Message definitions (version 1):

• Hello

  Advises the peer of the protocol versions supported.
  {“msg”: “Hello”, “max”: 1, “min”: 1}

• Goodbye

  Tells the server the client is finished and does not want to run any more tests. The server should cleanup and stop accepting messages. If the server was e.g. a trapdoor into a longer running process, it is undefined whether that longer running process should also terminate or not. No reply is permitted.
  {“msg”: “Goodbye”}

• List

  Tells the server to list some tests. A “Done” reply is required after all the tests have been listed. The output from the command should be subunit “exists” packets describing the tests that the server can run that were listed in the message. The tests property is optional – if absent, list all available tests.
  {“msg”: “List”, “tests”: [“testid”, …], “nonce”: “arbitrary string here”}

• Run

  Tells the server to run some tests. A “Done” reply is required after the tests have completed running. The output from the command should be a normal subunit stream resulting from running the tests specified. If the tests property is missing, run all available tests. Tests may be run in whatever order is most useful to the server.
  {“msg”: “List”, “tests”: [“testid”, …], “nonce”: “arbitrary string here”}

• Done

  Tells the client that some requested command has completed. The nonce must be the nonce for the message that this is in reply to.
  {“msg”: “Done”, “nonce”: “arbitrary string here”}

Implementation sketch

The RPC protocol needs to be accessible to anyone doing this in Python, client *and* server, so subunit seems like the sensible place to define the protocol. It will be pure code – no IO interactions – along with sufficient feature work in subunit’s API to make glueing it into e.g. testrepository and subunit.run straight forward.

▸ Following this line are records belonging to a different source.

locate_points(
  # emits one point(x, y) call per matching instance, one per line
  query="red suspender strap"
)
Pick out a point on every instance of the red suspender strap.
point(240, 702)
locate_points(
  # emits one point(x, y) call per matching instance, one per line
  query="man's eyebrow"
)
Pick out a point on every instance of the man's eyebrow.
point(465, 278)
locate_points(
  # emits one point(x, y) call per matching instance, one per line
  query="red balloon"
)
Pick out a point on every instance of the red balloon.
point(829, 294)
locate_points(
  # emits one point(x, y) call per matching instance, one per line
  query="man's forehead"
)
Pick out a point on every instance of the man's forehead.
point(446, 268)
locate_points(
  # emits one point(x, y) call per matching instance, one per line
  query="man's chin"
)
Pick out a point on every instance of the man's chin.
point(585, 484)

In testr, we’ll look for a new command in .testr.conf, expressed much like the run command, and use that to determine that a server mode has been requested. If the server fails to start up, thats an error (e.g. it is up to users to get compatible code in place). When listing and running tests we’ll reuse the server except in isolation modes – both –isolated and –analyze-isolation – where reusing the server would violate the contract they have.

In subunit.run, we’ll add a command line flag to opt-in to the server. In the first implementation, the server is going to just be in-line in the call stack ; no threads or anything. So each command will just be an API call within the existing testtools/unitest2 API with a single subunit packet tacked on the end. We may need to do some ugly stuff to get out of the stock run framework – but I think it is doable.